Cryoglobulinemia
OVERVIEW
What is Cryoglobulinemia?
Some immunoglobulins in human blood precipitate at temperatures below 37°C but dissolve again at 37°C. These immunoglobulins, which reversibly precipitate upon cold exposure, are referred to as cryoglobulinemia.
This term is often used interchangeably with cryoglobulinemic vasculitis or cryoglobulinemic syndrome, as they essentially mean the same thing.
What is the Incidence of Cryoglobulinemia?
Due to its association with multiple causes and various clinical syndromes, there is no definitive data on its incidence or prevalence. It most commonly occurs in individuals aged 45–65.

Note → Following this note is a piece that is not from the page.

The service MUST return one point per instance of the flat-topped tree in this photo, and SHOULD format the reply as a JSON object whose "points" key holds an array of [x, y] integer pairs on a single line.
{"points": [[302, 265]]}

What are the Types of Cryoglobulinemia?
Cryoglobulinemia can be classified into the following three types:
- Type I Cryoglobulinemia: Monoclonal, primarily consisting of a single immunoglobulin, most commonly IgG or IgM, and rarely IgA or free light chains. It is mainly associated with hematologic disorders and is the least common type.

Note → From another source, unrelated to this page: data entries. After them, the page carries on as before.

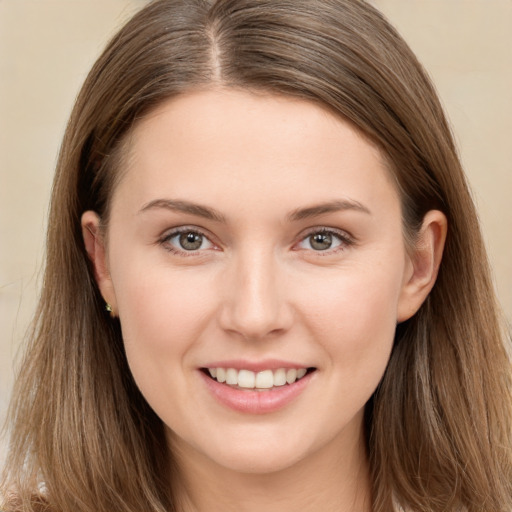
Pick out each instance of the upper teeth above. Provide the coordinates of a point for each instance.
(259, 380)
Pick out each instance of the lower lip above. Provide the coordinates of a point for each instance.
(256, 402)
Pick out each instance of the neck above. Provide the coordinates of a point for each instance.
(336, 478)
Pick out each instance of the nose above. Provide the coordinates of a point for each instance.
(255, 305)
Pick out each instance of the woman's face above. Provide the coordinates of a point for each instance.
(259, 239)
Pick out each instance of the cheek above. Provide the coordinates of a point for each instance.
(354, 319)
(162, 313)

- Type II Cryoglobulinemia: Mixed type, composed of two or more immunoglobulins, typically a monoclonal IgM with rheumatoid factor activity combined with polyclonal IgG. The most common cause is hepatitis C virus infection. Other causes include hepatitis B, HIV, systemic lupus erythematosus, Sjögren's syndrome, lymphoproliferative disorders, or may be idiopathic.
- Type III Cryoglobulinemia: Polyclonal type, involving a mixture of polyclonal IgG (all subtypes) and polyclonal IgM. It most commonly occurs secondary to autoimmune diseases (especially systemic lupus erythematosus and Sjögren's syndrome), but some cases are also caused by hepatitis C.
SYMPTOMS
What are the common manifestations of cryoglobulinemia?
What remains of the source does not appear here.